As a card-carrying, lifetime member of  the International Dark Sky Association, I am on record (and soon voice-over in the new film by the Accabonac Protection Committee) for complaining to anyone who will listen: The blight of urban sky glow stops children from wishing on stars, and lovers from counting them. Light pollution—meaning house lights and street lights that spill their illumination up to the sky, instead of directing it down on the ground where needed for safety—can sever our human connection to the beautiful celestial creatures of the night.

Whenever I talk to school groups, I ask the students , “How many of you have seen the Milky Way?” The number of hands varies from city to country setting, naturally, but the numbers get smaller all the time as we relinquish our live view of the universe.

Professional astronomers flee light pollution by decamping to observatories in remote mountain settings, as well as by sending telescopes into space. But people in other walks of life, not to mention other forms of life that share the planet, suffer from the disappearance of darkness at night.

Having grown up in New York City, I can hardly advocate dimming the lights on the late-night metropolitan habitat. Where I live now, however—and perhaps where you live?—it is still possible to reduce energy costs, protect animal habitats, and possibly even reap health benefits by adjusting outdoor lighting according to measures recommended by regional and state dark sky societies.

 

 

 

 

 

 

Revisiting Galileo

Recently I’ve been revisiting Galileo—in Italy. The American Academy in Rome invited me to participate in its 400th anniversary celebration of the night, April 14, 1611, when he demonstrated his telescope to important patrons atop the Roman hill called the Gianicolo, on an estate now belonging to the Academy. Most of the 2011 event took place outdoors, in imitation of the original banquet, although the weather proved not as cooperative. I hadn’t spoken two words into the microphone before a fine drizzle began falling, and several of the late-night activities—including, alas, the star-gazing—were heavily rained out. You can see highlights of the evening here.  

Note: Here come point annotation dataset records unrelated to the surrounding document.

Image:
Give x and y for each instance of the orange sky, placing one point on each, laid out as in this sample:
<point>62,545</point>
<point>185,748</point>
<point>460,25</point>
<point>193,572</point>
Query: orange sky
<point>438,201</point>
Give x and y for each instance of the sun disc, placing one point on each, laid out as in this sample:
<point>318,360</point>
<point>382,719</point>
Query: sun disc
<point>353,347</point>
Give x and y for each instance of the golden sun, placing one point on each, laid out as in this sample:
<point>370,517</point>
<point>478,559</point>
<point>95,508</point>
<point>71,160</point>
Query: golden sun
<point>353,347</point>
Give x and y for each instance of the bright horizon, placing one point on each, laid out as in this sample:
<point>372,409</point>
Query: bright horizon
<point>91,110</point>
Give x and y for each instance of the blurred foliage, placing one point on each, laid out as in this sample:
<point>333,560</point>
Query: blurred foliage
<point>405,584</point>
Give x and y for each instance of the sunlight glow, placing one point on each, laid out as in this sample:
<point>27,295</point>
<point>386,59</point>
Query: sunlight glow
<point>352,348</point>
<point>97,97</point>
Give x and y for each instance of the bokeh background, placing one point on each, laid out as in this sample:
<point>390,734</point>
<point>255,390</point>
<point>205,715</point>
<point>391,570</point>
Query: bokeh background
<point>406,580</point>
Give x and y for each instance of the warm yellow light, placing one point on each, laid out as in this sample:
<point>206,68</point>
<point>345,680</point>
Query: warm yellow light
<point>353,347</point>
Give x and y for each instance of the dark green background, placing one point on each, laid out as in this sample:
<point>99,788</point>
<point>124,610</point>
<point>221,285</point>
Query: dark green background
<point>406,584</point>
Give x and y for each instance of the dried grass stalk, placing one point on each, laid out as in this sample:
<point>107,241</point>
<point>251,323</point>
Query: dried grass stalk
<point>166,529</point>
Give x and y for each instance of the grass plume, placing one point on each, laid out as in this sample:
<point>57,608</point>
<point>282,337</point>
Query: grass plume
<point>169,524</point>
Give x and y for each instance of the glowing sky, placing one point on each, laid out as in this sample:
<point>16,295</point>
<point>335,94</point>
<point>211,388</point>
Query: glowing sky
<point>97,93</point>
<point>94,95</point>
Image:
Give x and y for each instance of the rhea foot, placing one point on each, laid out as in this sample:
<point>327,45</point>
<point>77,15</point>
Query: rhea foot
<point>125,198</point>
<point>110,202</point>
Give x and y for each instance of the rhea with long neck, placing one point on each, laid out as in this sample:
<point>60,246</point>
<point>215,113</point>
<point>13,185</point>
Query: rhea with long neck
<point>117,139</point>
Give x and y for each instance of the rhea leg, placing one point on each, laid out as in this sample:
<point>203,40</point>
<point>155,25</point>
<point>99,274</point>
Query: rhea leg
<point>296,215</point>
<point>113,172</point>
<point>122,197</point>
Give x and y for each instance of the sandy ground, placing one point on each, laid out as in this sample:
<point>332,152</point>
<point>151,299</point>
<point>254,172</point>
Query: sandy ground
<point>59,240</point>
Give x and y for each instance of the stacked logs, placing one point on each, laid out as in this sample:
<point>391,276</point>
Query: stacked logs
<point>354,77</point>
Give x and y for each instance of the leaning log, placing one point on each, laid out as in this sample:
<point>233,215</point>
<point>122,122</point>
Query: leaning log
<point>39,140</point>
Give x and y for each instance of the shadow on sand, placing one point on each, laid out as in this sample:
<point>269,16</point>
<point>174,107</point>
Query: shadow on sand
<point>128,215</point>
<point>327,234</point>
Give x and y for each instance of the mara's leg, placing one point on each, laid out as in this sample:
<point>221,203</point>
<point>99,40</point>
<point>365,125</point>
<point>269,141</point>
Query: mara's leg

My brother Steve, who had never before been to Italy, accompanied me. Naturally I wanted to show him as many Galileo sights as possible. As we stood before Galileo’s tomb in the Basilica of Santa Croce, in Florence, it occurred to me that I’d visited this grave site more often than the one where our own parents are buried. But then, I don’t need to go any particular place to feel connected to them.

 

Steve and I spent a day at Galileo’s other Florentine shrine, the newly renovated and re-named Museo Galileo (formerly the Institute and Museum of the History of Science) near the Uffizi Gallery. Two early telescopes and related representations of his handiwork are on display there, along with several new-found relics: A tooth, thumb, and forefinger now stand beside the more famous bone fragments from the middle finger of his right hand.

 

From Florence we took a train to Padua, where Galileo claimed to have spent the happiest years of his life, and where more bones awaited us. While visiting the university, “Il Bo,” we learned how a bit of a genuine Galilean vertebra, owned by the School of Medicine, almost gained passage aboard the Juno spacecraft, bound for Jupiter from Cape Canaveral this August. The mission will study the giant planet’s four largest moons, first discovered by Galileo in 1610 and now called the Galilean satellites.

 

The request from Juno’s principal investigator led to a thorough analysis of the bone, to make certain a tiny piece could be excised without damage to the rest. Although medical examiners approved the operation, astronomers ultimately shied away from the prospect of sending any part of the real Galileo into space. A plaque honoring his name will likely board Juno in his stead, and perhaps also a toy-sized replica of his person.